Molecular evolutionary studies in mammals often estimate nucleotide substitution rates within and outside CpG dinucleotides separately. Frequently, in alignments of two sequences, the division of sites into CpG and non-CpG classes is based simply on the presence or absence of a CpG dinucleotide in either sequence, a procedure that we refer to as CpG/non-CpG assignment. Although it likely that this procedure is biased, it is generally assumed that the bias is negligible if species are very closely related.

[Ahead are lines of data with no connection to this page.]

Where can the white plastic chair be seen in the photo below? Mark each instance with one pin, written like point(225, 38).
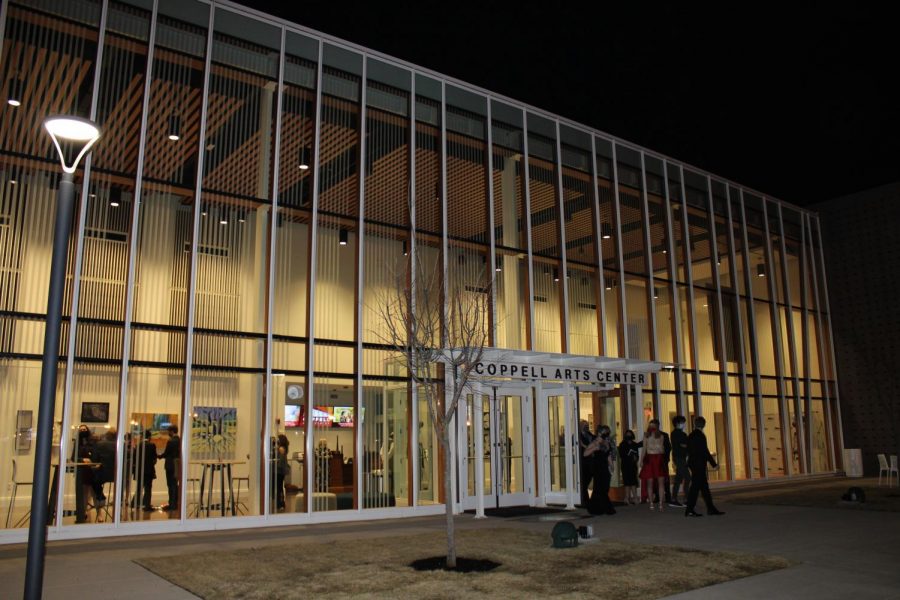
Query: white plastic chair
point(893, 471)
point(884, 469)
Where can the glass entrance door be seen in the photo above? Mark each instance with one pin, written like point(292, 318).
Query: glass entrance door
point(498, 452)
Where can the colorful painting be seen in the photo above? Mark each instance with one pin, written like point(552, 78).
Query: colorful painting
point(213, 432)
point(157, 423)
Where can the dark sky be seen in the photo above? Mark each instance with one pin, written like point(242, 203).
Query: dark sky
point(799, 102)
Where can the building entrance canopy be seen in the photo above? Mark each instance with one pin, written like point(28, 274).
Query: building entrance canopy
point(594, 370)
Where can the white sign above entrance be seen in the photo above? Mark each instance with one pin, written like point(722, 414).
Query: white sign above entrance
point(551, 372)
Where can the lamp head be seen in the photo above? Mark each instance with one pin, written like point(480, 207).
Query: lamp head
point(76, 133)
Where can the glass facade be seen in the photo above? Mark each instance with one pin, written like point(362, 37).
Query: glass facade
point(256, 193)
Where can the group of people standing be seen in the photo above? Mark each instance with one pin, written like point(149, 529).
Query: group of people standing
point(98, 457)
point(647, 461)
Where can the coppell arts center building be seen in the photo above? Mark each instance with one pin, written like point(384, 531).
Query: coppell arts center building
point(254, 190)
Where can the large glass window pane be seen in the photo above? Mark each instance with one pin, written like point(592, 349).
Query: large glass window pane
point(385, 431)
point(511, 269)
point(334, 419)
point(287, 445)
point(430, 456)
point(546, 265)
point(609, 231)
point(581, 244)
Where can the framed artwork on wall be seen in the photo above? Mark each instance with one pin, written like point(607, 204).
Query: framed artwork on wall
point(24, 420)
point(95, 412)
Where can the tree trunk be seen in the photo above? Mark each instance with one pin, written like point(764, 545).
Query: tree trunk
point(448, 501)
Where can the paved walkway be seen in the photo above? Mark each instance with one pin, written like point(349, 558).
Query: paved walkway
point(840, 553)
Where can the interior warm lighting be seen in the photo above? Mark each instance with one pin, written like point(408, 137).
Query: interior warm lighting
point(75, 131)
point(174, 128)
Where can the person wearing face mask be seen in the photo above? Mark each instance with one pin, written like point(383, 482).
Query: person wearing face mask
point(698, 457)
point(654, 463)
point(679, 457)
point(629, 452)
point(585, 437)
point(600, 452)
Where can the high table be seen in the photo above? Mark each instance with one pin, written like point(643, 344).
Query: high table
point(213, 466)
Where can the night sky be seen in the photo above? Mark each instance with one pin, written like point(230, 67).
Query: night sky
point(799, 103)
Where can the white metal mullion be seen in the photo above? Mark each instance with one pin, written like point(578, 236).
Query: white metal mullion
point(821, 348)
point(805, 329)
point(444, 243)
point(132, 258)
point(491, 273)
point(598, 245)
point(789, 323)
point(675, 309)
point(360, 281)
point(270, 309)
point(313, 239)
point(76, 283)
point(561, 226)
point(751, 316)
point(3, 8)
point(688, 265)
point(651, 283)
point(787, 442)
point(528, 234)
point(723, 352)
point(622, 329)
point(742, 371)
point(413, 446)
point(189, 349)
point(837, 406)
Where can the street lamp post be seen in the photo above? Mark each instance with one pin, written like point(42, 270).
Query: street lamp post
point(77, 135)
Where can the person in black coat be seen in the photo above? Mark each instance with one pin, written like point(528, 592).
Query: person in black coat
point(629, 452)
point(585, 437)
point(698, 457)
point(172, 457)
point(679, 457)
point(105, 454)
point(600, 454)
point(144, 470)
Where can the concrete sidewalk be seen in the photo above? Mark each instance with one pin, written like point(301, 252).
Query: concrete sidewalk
point(840, 553)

Using simulations of DNA sequence evolution we show that assignment of the ancestral CpG state based on the simple presence/absence of the CpG dinucleotide can seriously bias estimates of the substitution rate, because many true non-CpG changes are misassigned as CpG. Paradoxically, this bias is most severe between closely related species, because a minimum of two substitutions are required to misassign a true ancestral CpG site as non-CpG whereas only a single substitution is required to misassign a true ancestral non-CpG site as CpG in a two branch tree. We also show that CpG misassignment bias differentially affects fourfold degenerate and noncoding sites due to differences in base composition such that fourfold degenerate sites can appear to be evolving more slowly than noncoding sites. We demonstrate that the effects predicted by our simulations occur in a real evolutionary setting by comparing substitution rates estimated from human-chimp coding and intronic sequence using CpG/non-CpG assignment with estimates derived from a method that is largely free from bias.
Our study demonstrates that a common method of assigning sites into CpG and non CpG classes in pairwise alignments is seriously biased and recommends against the adoption of ad hoc methods of ancestral state assignment.
哺乳动物的分子进化研究通常分别估计CpG二核苷酸内部和外部的核苷酸替代率。在两条序列的比对中,位点划分为CpG和非CpG类别通常仅仅基于两条序列中是否存在CpG二核苷酸,我们将此过程称为CpG/非CpG分类。尽管此过程可能存在偏差,但一般认为,如果物种亲缘关系非常近,这种偏差可以忽略不计。
通过DNA序列进化模拟,我们发现基于CpG二核苷酸的简单存在与否来确定祖先CpG状态会严重影响替代率的估计,因为许多真正的非CpG变化被错误地归类为CpG。矛盾的是,这种偏差在亲缘关系近的物种之间最为严重,因为在两棵分支的树中,将一个真正的祖先CpG位点错误归类为非CpG至少需要两次替代,而将一个真正的祖先非CpG位点错误归类为CpG只需要一次替代。我们还表明,由于碱基组成的差异,CpG错误分类偏差对四倍简并位点和非编码位点的影响不同,使得四倍简并位点看起来比非编码位点进化得更慢。通过比较使用CpG/非CpG分类从人类-黑猩猩编码和内含子序列估计的替代率与从基本无偏差的方法得出的估计值,我们证明了模拟预测的效应在实际进化环境中确实存在。
我们的研究表明,在成对比对中将位点划分为CpG和非CpG类别的常用方法存在严重偏差,并建议不要采用临时的祖先状态分类方法。